Our favorite morning spot was the Cake Cafe and Bakery. Further up the street we walked through the charming neighborhood to reach this icon on the corner for breakfast. Clearly a local favorite, I could have sat here all day (well until 3pm when they close) just to watch the people. One gentleman and his friend was here every time I was.  He walked with the assistance of a walker and his friend would park the car near the entrance whether there was room or not. When the servers saw them coming they went out of there way to open doors and help him into the restaurant and would quickly find him a seat.  He clearly was a favorite and well known. I was struck by his features, his style of dress, his jewelry, his soft spoken demeanor and the reverence the locals had for him. As I was snapping shots of the cafe, he watched me.  He knew I wanted to take his picture and was hesitant. Then he nodded and I clicked twice. I just love his picture and I bet he has a fleur-di-lis somewhere too! I can’t begin to tell you how many people would pass us on the street and start up a conversation. The people are clearly proud of New Orleans and wanted to make us welcome. 

Cake Cafe and Bakery

Cake Cafe and Bakery

Interspersed among the restaurants were the jazz clubs, crayfish boils, and a small neighborhood grocery that would have given the small Italian markets I love so much, a run for their money. 

So, I was very impressed with our first venture with AIRB&B. But, I was greatly moved by the people of New Orleans and their motivation to keep their lifestyle alive and well. Next…… What else did I do and see in New Orleans?   Yes, I reluctantly left Marigny to see other neighborhoods in the city. Part 3 NOLA is next to come! Enjoy!
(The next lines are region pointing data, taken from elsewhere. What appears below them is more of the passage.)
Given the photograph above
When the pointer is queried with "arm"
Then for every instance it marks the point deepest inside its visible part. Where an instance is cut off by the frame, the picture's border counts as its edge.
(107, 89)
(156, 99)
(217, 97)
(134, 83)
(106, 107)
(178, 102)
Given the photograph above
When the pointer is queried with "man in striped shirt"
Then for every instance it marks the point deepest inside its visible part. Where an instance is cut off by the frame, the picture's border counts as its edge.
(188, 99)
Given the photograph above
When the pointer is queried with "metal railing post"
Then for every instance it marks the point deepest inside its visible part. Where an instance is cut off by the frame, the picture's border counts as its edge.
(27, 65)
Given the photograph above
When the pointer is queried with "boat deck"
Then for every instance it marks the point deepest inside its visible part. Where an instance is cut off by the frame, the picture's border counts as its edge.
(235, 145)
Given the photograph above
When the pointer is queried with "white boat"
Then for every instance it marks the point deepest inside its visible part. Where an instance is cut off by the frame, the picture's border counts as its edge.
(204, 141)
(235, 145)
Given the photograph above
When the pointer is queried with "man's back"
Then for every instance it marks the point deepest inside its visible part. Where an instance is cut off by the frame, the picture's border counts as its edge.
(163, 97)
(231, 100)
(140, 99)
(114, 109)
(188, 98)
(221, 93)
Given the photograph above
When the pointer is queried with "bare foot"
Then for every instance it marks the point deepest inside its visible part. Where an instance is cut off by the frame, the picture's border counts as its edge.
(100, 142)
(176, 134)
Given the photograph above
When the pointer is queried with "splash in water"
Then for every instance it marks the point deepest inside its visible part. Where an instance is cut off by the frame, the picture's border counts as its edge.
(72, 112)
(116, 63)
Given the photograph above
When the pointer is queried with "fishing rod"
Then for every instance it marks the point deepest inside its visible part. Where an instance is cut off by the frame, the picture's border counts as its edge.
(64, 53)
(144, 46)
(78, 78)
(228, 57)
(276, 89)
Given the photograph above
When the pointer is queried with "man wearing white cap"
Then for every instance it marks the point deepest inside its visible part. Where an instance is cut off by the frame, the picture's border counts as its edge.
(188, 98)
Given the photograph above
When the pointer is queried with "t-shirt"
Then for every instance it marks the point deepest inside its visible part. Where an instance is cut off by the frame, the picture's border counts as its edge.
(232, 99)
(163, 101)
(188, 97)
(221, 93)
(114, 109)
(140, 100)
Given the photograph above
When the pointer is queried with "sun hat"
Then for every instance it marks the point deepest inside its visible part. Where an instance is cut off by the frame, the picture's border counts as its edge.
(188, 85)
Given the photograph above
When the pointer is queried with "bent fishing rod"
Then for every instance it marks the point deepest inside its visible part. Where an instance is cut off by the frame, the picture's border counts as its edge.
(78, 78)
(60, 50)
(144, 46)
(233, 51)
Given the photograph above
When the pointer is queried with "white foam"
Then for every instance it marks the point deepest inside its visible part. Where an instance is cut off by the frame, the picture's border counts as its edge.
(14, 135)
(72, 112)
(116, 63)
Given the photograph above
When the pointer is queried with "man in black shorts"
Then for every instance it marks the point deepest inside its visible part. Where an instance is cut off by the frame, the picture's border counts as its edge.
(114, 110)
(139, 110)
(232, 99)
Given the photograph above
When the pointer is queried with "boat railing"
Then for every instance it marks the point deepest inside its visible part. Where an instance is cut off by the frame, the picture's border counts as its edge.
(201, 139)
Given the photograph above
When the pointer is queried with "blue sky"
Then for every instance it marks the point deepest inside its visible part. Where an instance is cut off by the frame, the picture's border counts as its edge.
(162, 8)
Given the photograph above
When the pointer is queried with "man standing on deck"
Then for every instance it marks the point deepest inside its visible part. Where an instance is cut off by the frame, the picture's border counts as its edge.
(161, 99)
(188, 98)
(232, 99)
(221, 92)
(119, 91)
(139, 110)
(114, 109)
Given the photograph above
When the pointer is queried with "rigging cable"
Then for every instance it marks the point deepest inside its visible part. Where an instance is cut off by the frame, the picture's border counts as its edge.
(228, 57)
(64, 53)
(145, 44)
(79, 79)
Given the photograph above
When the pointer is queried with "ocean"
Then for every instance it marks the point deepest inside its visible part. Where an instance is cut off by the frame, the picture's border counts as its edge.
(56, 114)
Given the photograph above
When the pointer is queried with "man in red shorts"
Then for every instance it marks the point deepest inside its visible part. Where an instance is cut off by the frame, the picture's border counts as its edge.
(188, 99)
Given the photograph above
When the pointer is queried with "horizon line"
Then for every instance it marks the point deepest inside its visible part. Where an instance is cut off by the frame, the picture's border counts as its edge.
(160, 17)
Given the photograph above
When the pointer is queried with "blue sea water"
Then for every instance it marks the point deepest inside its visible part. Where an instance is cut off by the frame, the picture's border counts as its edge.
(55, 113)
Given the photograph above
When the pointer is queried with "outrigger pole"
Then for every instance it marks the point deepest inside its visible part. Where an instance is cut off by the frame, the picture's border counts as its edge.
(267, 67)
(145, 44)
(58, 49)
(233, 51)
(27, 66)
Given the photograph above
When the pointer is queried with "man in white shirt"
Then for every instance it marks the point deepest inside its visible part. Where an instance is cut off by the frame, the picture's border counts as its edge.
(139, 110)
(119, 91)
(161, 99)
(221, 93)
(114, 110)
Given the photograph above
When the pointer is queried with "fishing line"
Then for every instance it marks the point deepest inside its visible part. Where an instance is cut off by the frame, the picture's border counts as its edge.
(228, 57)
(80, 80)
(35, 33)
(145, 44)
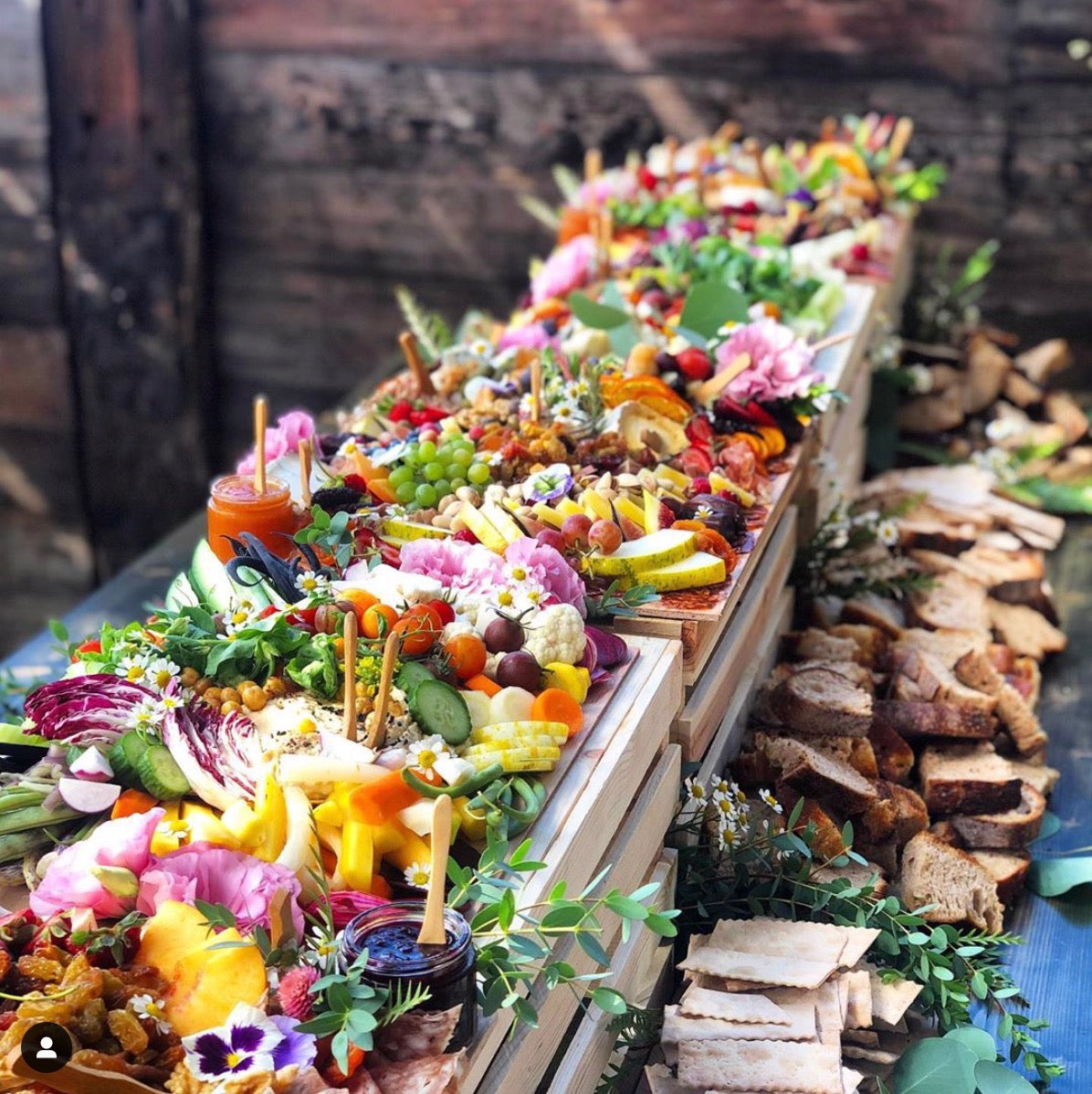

7 Responses to “To B or Not to B: That was the Question”

  1. ChristineR

    Just goes to show, you have to find out for yourself about a place, not rely on other people’s perceptions. Wonderful photos, really love the weathered home. . 🙂

    • CadyLuck Leedy

      Christine, we really loved NOLA! I loved all the houses and the history behind them too! More to come with that series!

  2. Dominic

    Wow – that all looks fantastic! I’ve heard of AirB&B but not anyone who actually used it. Very glad that your journey of so many firsts was such a pleasant one!!

  3. SPFischer

    What a fantastic story! Such an adventurer you are, and so glad it worked out so well. All of your photos are just stunning, though the photo of the gentleman is superb! Good for you 🙂 Can’t wait for your next post on your trip!

    • CadyLuck Leedy

      Yes, I love that picture too! It was really the first time I had the nerve to ask (well a nod) if I could take a picture of someone who knew I wanted to take their picture! I will have to “get up my nerve ” to do that more often. Although, then I think the picture may seem “posed” if they get too much of a heads up! There has to be happy medium.